傷物語I 鉄血篇(2016年製作の映画)
3.5
TOHOシネマズのフリーパスポートを手に入れ、せっかくタダなんだから何か観ようと思い、たまたま時間が合ったので鑑賞。もちろん、〈物語〉シリーズなるものも全く知らない状態。

え、何このATG映画みたいなアニメ…。過剰と言わんばかりにモンタージュされるシンメトリックなカットとテロップ。64分の中編ながら、見応えが凄まじかった。

僕が日本のアニメに疎いだけなのか、主人公である男子高校生が学校1の才女のパンチラを目撃したことがきっかけで彼女の友達になる序盤のシーンにおける、童貞みたいな青臭さに面食らった。はっきり言って、「観る映画間違えた」と後悔した。だが、主人公がダルマにされた血まみれ女吸血鬼と出会ってから、徐々に面白さが増してくる。

2人が出会う場所が無人の地下鉄構内という設定も非常に効いている。地下鉄(の駅構内)を舞台にしたホラーの醍醐味といえば、蛍光灯のフラッシュライトに照らされた密室空間で、得体の知れないものと出会う恐怖。『狼男アメリカ』の地下鉄シーンが好例。

本来は闇の中にあるはずなのに、影もできないほどクリアーで明るい空間。階段やエスカレーターなど起伏に富み、モダンなデザインで溢れている。これが画的にカッコイい。そんな真っ白な空間のド真ん中に手足のない血だらけの女という色配置もキマっていて、このシ-クエンスを観ているだけで楽しい。クライブ・パーカーの『ミッドナイト・ミート・トレイン』(またはその映画化作品)や『0:34』あたりが好きな人も気に入るはず。

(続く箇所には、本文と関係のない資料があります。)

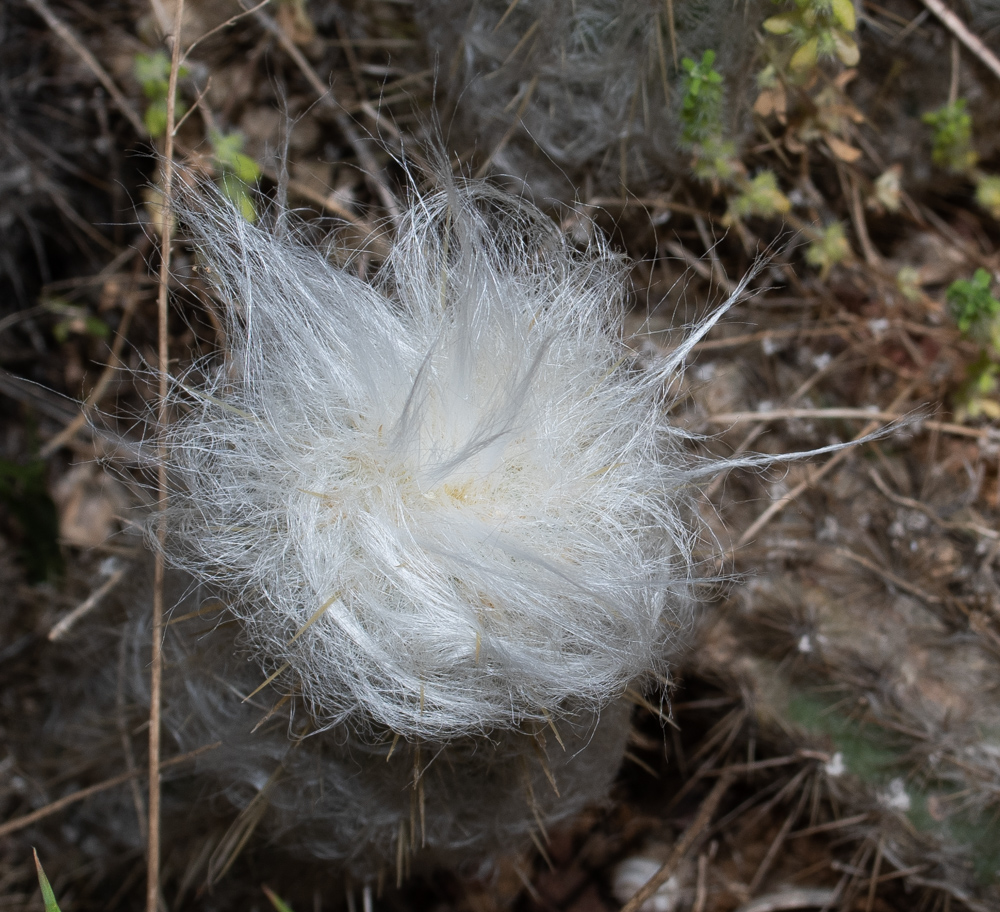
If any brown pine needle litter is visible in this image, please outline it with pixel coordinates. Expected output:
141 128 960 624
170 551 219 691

事程左様に、地下鉄シーンのインパクトだけで合格みたいな映画だし、〈物語〉シリーズを知らない僕でも最後まで面白く観ることができたので良かった。夏に公開される続編が観てみたいと思わせるくらいの訴求力もあったし。個人的には、この画の密度とテンポで2時間やってほしかったけど、本当にATG映画になってしまうから、この尺がちょうどいいのかもしれん。